In the matter of Gadde Venkateshwara Rao v. Government of Andhra Pradesh & Ors., reported in AIR 1966 SC 828, in paragraph 17 it has observed as under:-
"17. The result of the discussion may be stated thus: The Primary Health Centre was not permanently located at Dharmajigudem. The representatives of the said village did not comply with the necessary conditions for such location. The Panchayat Samithi finally cancelled its earlier resolutions which they were entitled to do and passed a resolution for locating the Primary Health Centre permanently at Lingapalem. Both the orders of the Government, namely, the order dated March 7, 1962, and that dated April 18, 1963, were not legally passed : the former, because it was made without giving notice to the Panchayat Samithi, and the latter, because the Government had no power under s. 72 of the Act to review an order made under s. 62 of the Act and also because it did not give notice to the representatives of Dharmajigudem village. In those circumstances, was it a case for the High Court to interfere in its discretion and quash the order of the Government dated April 18, 1963? If the High Court had quashed the said order, it would have restored an illegal order-it would have given the Health Centre to a village contrary to the valid resolutions passed by the Panchayat Samithi. The High Court, therefore, in our view, rightly refused to exercise its extraordinary discretionary power in the circumstances of the case."

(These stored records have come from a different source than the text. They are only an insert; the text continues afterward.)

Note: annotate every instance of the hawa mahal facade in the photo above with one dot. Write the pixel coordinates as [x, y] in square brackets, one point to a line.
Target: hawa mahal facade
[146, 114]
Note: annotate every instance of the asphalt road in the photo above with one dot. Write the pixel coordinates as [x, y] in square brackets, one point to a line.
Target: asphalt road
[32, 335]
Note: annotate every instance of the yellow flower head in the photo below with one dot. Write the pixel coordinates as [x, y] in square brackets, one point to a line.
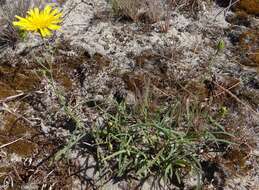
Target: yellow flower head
[41, 21]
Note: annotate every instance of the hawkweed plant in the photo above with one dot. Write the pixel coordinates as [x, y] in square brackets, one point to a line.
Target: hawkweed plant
[40, 21]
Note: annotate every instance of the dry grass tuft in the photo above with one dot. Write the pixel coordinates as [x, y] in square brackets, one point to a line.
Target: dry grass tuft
[148, 11]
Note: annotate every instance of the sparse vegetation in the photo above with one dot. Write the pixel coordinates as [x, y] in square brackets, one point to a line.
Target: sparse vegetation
[106, 102]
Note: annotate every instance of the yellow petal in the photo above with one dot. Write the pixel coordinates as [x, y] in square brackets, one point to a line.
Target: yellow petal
[54, 27]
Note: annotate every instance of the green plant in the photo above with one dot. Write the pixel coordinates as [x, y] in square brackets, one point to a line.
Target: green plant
[140, 143]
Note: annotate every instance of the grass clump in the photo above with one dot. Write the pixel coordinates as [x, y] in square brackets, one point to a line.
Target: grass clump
[165, 144]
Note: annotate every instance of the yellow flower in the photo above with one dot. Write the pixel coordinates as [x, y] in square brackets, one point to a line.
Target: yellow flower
[41, 21]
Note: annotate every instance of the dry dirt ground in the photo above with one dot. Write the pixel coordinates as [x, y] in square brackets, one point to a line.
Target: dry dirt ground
[98, 57]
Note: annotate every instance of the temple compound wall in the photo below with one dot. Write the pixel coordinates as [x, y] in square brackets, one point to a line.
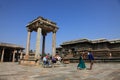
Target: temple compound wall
[10, 52]
[99, 48]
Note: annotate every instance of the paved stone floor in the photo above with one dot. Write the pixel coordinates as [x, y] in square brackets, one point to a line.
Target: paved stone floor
[100, 71]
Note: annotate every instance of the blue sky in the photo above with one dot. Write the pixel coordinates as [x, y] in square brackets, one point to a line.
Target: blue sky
[76, 19]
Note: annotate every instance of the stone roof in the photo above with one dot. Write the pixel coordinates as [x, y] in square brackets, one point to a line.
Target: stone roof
[10, 45]
[75, 41]
[90, 41]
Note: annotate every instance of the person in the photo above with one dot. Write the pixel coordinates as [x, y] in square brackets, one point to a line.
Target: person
[44, 60]
[81, 64]
[91, 59]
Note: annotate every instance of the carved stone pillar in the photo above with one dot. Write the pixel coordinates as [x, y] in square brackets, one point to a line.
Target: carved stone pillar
[54, 43]
[37, 53]
[2, 57]
[28, 42]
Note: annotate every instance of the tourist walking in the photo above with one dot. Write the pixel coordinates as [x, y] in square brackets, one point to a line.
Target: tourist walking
[91, 59]
[81, 64]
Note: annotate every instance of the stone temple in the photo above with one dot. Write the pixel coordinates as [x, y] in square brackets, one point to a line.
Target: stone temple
[101, 48]
[42, 26]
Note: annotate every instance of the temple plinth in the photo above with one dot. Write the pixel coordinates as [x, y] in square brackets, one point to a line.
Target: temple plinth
[42, 26]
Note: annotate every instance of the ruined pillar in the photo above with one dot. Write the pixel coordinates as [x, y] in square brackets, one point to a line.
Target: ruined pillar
[37, 53]
[28, 42]
[2, 57]
[54, 43]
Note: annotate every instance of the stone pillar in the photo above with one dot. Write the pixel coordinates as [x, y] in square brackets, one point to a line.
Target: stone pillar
[43, 44]
[2, 57]
[13, 59]
[37, 53]
[28, 42]
[54, 43]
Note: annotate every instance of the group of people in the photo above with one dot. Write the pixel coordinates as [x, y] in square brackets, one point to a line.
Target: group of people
[81, 64]
[47, 60]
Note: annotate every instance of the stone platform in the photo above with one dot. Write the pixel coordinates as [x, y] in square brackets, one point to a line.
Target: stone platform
[100, 71]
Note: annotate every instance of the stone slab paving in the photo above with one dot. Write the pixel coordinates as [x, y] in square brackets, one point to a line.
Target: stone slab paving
[100, 71]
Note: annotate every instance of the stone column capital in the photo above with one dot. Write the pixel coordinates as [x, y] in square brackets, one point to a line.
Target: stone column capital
[55, 30]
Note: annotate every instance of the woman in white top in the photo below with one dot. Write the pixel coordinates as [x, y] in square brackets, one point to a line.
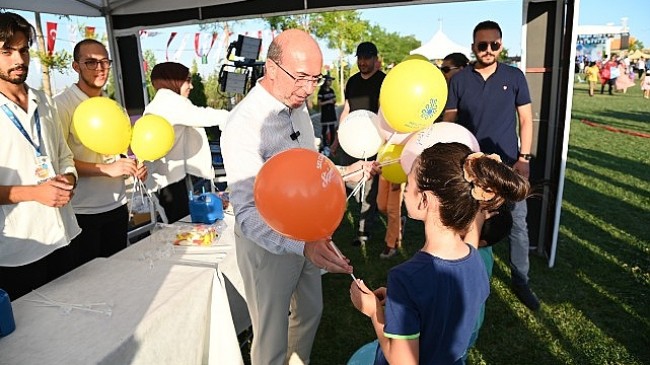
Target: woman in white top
[190, 154]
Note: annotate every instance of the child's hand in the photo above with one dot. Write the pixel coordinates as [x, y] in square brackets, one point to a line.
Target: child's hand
[363, 299]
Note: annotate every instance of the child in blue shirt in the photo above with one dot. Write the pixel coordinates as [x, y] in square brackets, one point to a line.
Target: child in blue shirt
[432, 301]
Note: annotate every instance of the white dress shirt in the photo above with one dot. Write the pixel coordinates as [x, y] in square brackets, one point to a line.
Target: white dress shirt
[30, 230]
[259, 127]
[191, 151]
[94, 194]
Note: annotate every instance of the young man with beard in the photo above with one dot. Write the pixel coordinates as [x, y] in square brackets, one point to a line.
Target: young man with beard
[487, 98]
[100, 200]
[37, 173]
[362, 92]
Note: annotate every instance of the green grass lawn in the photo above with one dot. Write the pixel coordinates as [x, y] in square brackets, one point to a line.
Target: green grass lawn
[595, 301]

We are also in complete agreement with the findings recorded by the learned Single Judge to the effect that quashing of the order dated 25th June 2009 is not going to make any difference in so far as the appellant is concerned because in an earlier round of proceedings initiated by Shri Vijaybhai Mohanbhai Gandhi, vide order dated 17th August 2004, this Court in Special Civil Application No.984/2004 directed the parties to maintain status quo and get the dispute resolved through the civil court. Therefore, Vanitaben could not have transferred the land in question in favour of Shri Maganbhai Vyas and Shri Hasmukhbhai Patel on 9th April 2007 without the title being established and cleared. The learned Single Judge is right in concluding that same would be the position vis-a-vis Shri Chetankumar. If Vanitaben and Shri Chetankumar could not execute a sale in favour of Shri Maganbhai Vyas and Shri Hasmukhbhai Patel, the said two persons could not have transferred the land under sale-deed dated 29th July 2008 in favour of the present appellant. The land, having already vested in the State Government, could not have been sold by Vanitaben.
For the reasons recorded above and applying the well-settled principle of law that a writ court, in exercise of its jurisdiction under Article 226 of the Constitution of India or a petition under Article 227 of the Constitution of India, need not quash an order if it gives rise to another illegal order, we hold that no error, much less an error of law, can be said to have been committed by the learned Single Judge in dismissing the petition, confirming the order passed by the Gujarat Revenue Tribunal dated 25th June 2009.
We do not find any merit in this Appeal and the same is hereby ordered to be dismissed with no order as to cost.